# noise reduction/resolution settings for facebook??



## nikkw0ng (Dec 8, 2011)

I know I'm not the only one here who wants to know how to optimize images for facebook. Although a popular website for people, the site is photographer unfriendly, and often makes the quality of my pictures look very mediocre. Anyone know what the best LR or photoshop settings/dpi/anything is the best way to get best quality out of images on facebook? I'd be curious to know. thanks.


----------



## Kerbouchard (Dec 8, 2011)

The biggest factor, IMO, is to not let facebook resize the photo for you.  

I think the max used to be 800, so I always resize to about 795.  Had some issues with sizing it to 800 in the past, so took a few off and it seems to have worked a lot better.  Also, after you resize, you should be sharpening each photo appropriately.


----------



## MLeeK (Dec 8, 2011)

Here's a blog entry about sharpening for facebook  Sharpen for Facebook Tutorial and Action | ClickinMoms


----------



## MTVision (Dec 8, 2011)

http://www.mcpactions.com/actions/try-me.html

Free Facebook action for resizing/sharpening.


----------



## MTVision (Dec 8, 2011)

MTVision said:
			
		

> http://www.mcpactions.com/actions/try-me.html
> 
> Free Facebook action for resizing/sharpening.

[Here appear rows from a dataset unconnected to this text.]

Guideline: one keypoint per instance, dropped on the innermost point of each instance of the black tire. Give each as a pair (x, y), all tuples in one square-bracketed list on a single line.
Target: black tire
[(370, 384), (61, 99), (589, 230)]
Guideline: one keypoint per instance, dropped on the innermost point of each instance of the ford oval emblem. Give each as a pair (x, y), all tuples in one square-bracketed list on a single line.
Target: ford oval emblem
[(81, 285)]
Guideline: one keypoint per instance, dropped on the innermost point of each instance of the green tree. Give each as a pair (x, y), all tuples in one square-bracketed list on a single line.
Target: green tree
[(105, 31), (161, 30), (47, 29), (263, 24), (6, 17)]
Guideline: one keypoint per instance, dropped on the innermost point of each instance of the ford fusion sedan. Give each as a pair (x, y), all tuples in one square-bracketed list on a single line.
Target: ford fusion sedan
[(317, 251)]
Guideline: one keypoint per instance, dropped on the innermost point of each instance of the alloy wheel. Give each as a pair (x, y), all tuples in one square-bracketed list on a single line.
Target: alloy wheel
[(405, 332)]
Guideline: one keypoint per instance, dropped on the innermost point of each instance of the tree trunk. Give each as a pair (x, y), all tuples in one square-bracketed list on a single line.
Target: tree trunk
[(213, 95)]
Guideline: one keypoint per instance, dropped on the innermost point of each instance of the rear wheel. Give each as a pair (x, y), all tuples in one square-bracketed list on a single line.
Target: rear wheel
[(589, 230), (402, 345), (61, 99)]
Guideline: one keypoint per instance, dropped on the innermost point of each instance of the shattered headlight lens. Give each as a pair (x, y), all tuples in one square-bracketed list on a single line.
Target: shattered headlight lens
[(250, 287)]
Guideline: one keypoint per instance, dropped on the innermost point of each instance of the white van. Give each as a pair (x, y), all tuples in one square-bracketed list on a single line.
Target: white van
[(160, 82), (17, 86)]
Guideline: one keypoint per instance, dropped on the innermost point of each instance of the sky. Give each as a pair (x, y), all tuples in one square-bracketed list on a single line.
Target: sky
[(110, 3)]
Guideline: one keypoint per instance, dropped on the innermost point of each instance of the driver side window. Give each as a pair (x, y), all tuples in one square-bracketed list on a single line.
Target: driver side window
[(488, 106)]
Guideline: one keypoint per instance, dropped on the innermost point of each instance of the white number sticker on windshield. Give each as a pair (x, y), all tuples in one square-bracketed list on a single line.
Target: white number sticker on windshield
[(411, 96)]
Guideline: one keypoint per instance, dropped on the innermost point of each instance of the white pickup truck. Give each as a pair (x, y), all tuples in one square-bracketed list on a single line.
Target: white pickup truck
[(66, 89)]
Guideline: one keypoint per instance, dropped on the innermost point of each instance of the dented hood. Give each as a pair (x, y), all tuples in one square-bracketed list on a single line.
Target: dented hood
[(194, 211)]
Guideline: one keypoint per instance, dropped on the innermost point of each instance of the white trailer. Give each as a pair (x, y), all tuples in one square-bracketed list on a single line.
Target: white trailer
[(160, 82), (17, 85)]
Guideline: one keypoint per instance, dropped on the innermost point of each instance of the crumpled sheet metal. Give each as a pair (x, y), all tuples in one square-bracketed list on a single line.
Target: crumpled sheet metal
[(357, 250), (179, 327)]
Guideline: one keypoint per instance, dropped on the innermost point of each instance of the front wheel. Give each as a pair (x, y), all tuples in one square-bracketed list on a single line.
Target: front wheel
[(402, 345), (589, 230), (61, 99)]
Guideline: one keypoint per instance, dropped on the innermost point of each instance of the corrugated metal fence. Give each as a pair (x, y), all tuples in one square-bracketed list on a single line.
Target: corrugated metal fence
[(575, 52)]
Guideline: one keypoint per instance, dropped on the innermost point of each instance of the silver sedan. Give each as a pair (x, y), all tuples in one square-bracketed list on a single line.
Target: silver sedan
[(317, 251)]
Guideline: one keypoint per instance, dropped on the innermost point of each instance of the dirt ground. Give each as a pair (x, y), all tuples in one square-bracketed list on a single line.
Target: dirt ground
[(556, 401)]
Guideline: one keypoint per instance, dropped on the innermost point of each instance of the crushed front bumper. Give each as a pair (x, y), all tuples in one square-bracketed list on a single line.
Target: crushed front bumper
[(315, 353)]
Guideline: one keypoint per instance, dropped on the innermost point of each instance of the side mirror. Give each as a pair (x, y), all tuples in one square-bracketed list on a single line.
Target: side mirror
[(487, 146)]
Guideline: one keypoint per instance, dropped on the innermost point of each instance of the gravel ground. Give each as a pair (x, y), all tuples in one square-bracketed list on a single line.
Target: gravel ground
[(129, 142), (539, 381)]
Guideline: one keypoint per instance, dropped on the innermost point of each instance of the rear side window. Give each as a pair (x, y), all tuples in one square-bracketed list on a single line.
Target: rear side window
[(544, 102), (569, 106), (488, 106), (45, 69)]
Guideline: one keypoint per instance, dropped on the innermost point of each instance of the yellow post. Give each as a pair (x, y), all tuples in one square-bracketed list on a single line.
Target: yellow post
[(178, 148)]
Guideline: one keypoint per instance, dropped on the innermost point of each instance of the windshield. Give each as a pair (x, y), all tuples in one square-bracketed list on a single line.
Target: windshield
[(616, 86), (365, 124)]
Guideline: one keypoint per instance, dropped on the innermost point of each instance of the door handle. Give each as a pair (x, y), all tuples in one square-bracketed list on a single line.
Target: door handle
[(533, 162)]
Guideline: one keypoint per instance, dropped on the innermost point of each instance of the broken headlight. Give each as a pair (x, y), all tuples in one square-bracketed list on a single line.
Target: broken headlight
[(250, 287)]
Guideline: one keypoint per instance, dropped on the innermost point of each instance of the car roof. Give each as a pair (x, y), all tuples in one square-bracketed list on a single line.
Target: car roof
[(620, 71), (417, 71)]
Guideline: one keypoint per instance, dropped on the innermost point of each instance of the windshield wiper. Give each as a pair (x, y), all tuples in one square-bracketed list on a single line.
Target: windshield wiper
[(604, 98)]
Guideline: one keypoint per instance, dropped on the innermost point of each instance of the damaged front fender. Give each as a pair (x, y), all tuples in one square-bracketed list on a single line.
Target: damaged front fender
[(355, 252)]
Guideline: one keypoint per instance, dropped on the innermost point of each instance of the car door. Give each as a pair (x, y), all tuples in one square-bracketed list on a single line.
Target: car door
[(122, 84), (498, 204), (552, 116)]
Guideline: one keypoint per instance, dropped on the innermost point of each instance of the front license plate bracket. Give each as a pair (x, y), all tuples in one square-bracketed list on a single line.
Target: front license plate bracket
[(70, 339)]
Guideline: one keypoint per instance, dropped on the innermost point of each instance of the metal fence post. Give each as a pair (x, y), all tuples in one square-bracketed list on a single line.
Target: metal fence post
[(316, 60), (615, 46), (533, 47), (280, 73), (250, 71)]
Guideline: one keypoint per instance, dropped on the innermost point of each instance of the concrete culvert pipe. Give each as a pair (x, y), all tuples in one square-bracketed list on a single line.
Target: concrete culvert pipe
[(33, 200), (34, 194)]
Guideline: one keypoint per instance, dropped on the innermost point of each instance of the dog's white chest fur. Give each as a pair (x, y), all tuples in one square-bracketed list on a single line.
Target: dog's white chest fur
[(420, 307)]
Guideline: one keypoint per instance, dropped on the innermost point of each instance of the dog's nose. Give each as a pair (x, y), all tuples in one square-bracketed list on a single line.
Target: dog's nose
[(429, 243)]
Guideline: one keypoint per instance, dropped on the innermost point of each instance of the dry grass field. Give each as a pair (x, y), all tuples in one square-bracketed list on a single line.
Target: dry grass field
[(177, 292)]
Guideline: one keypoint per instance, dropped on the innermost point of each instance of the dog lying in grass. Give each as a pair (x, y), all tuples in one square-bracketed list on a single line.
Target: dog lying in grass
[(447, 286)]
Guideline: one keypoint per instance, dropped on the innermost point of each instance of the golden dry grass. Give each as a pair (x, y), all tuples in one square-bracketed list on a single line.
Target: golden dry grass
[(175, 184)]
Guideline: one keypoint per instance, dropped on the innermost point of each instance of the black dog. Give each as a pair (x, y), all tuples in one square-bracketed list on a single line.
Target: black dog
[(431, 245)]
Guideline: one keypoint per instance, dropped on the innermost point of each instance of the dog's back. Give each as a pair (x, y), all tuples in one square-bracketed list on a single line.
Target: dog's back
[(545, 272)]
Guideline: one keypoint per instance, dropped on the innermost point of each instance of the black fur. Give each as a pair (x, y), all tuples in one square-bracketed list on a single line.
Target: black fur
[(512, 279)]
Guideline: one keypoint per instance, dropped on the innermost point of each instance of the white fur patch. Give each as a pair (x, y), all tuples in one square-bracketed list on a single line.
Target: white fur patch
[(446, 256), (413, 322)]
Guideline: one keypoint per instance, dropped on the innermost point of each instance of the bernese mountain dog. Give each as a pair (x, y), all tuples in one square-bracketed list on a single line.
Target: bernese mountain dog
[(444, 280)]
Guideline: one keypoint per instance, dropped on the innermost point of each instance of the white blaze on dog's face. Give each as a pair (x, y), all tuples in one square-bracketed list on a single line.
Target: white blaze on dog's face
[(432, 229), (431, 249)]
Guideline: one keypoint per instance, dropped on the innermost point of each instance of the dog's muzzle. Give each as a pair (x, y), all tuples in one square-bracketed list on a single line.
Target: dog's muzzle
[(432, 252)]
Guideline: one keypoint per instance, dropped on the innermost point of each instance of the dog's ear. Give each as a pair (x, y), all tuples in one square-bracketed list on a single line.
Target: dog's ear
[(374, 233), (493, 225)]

Suppose to be free photoshop action for resizing/sharpening for Facebook


----------



## Tor (Dec 9, 2011)

I usually just export out of Lightroom, using a facebook plugin to resize / sharpen. Might be easier.


----------



## jwbryson1 (Dec 9, 2011)

Tor said:


> I usually just export out of Lightroom, using a facebook plugin to resize / sharpen. Might be easier.



I was going to ask about LR3 as I do not own Photoshop.  I am not familiar, however, with LR3 plugins.  Can somebody explain to me how they work and how I find them?  Thanks.


----------



## Robin Usagani (Dec 9, 2011)

Size it to 720 pixel wide max (not sure with portrait orientation), upload to facebook with high resolution clicked.


----------



## DiskoJoe (Dec 9, 2011)

Schwettylens said:


> Size it to 720 pixel wide max (not sure with portrait orientation), upload to facebook with high resolution clicked.



This and buy noise reduction software.


----------